C’est absolument fantastique d’analyser comment, avec grande finesse, le Pape Benoît XVI procède pour nous faire comprendre ce qui devra arriver dans peu de temps.

A la lumière de la seule raison, formulons tout d’abord un premier questionnement.

Benoît XVI avait-il vraiment besoin de citer précisément ce passage de Kant pour développer son argumentaire sur l’Espérance chrétienne ? Avait-il besoin de faire référence à l’Antéchrist, comme « le précurseur du dernier jour », qu’il « établirait son règne pour peu de temps » et qu’ « on assiterait à la fin (renversée) de toutes choses d’un point de vue moral » ? La réponse qui s’impose d’emblée, est clairement non !

Le Saint Père veut en effet nous suggérer la proximité de ces évènements, de façon indirecte à travers une citation. Rappelons que le Pape, et plus largement tout pasteur, n’a pas d’autre moyen que de procéder ainsi, en conformité avec ce que nous disions au § 5.1.1, puisqu’aucune mention explicite de la venue de l’Antéchrist et du temps du jugement ne peut être faite.

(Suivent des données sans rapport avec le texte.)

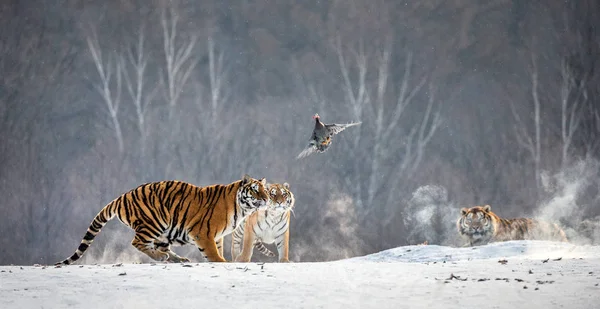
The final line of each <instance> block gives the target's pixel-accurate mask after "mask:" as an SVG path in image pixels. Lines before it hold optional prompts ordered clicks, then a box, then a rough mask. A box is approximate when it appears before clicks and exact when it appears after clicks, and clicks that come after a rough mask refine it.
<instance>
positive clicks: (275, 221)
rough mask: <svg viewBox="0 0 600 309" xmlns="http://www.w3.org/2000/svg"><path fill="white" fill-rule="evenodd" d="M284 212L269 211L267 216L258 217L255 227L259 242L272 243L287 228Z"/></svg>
mask: <svg viewBox="0 0 600 309" xmlns="http://www.w3.org/2000/svg"><path fill="white" fill-rule="evenodd" d="M285 213H286V212H277V213H270V214H268V216H264V214H261V215H263V216H261V217H260V219H261V220H259V222H258V224H257V226H256V227H255V229H254V230H255V231H256V236H257V238H258V239H260V241H261V242H263V243H266V244H272V243H274V242H275V241H276V240H277V239H278V238H280V237H281V236H282V235H283V234H284V233H285V231H286V230H287V224H288V223H287V216H286V214H285Z"/></svg>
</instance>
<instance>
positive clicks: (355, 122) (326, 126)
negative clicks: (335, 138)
mask: <svg viewBox="0 0 600 309" xmlns="http://www.w3.org/2000/svg"><path fill="white" fill-rule="evenodd" d="M361 123H362V121H361V122H351V123H345V124H338V123H332V124H326V125H325V127H326V128H327V130H328V131H329V132H330V133H331V134H332V135H333V134H338V133H340V132H342V131H344V130H346V128H349V127H353V126H357V125H359V124H361Z"/></svg>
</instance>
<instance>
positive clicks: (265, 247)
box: [254, 241, 275, 257]
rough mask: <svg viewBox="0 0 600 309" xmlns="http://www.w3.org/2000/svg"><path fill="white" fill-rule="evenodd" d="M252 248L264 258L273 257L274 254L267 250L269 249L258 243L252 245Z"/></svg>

De plus, il est important de relever, qu’à travers de la citation d’Emmanuel Kant, que le Saint Père a pris le soin de choisir, est clairement évoqué le lien avec la France, ce qui n’est absolument pas fortuit.

Au regard de tout ce que nous avons montrer au cours de notre analyse : la France est un des pays où la franc-maçonnerie est plus qu’agissante. Mais il y a plus, là encore se cache la mission et le rôle de la France mais également le mystère d’iniquité qui doit se manifester pleinement, car nous savons que l’Antéchrist est né sur le sol de France (Cf. § 3.4.8 L’Antichrist et ses manifestations).

Enfin, pour conforter notre conviction que le Saint Père Benoît XVI est bien le Pape de la « fin des temps » rappelons tout d’abord la prophétie du Pape Saint Pie X, mort en 1914, comme retranscrite pages  243 et 244 du tome 1 de la série des ouvrages « Veillez et priez car l’heure est proche » :

« Tandis qu’ils donnait une audience, il entra soudain dans un sommeil mystérieux ; quand il revint à lui, il s’écria : « Ce que je vois est effrayant ! Sera-ce moi ? Sera-ce mon successeur ? Ce qui est sûr, c’est que le Pape quittera Rome, et pour sortir du Vatican, il lui faudra passer sur les cadavres de ses prêtres ».

Notons que ce fait n’est pas encore advenu et que cette prophétie rejoint la description de la troisième partie du secret de Fatima qui a été rendue publique, dans laquelle il est fait mention, en particulier que le Saint Père gravit une « montagne escarpée passant par une grande ville à moitié en ruines au milieu de cadavres de morts, avant d’arriver finalement à une grande croix, terme et point de référence de l’histoire ».

Rappelons également la prophétie de Saint Malachie dont la dernière devise « De la gloire de l’olive », s’applique à Benoît XVI (Cf. § 5.2.1), en lien direct avec celle de Garabandal (Cf. § 5.3.1.9), où il nous a été révélé que l'ultime période de la « fin des temps » surviendrait après le troisième successeur du Pape Jean XXIII, c'est-à-dire le Pape Jean-Paul II, sous le pontificat initié par le Saint Père Emérite Benoît XVI et celui de l'actuel Pape François.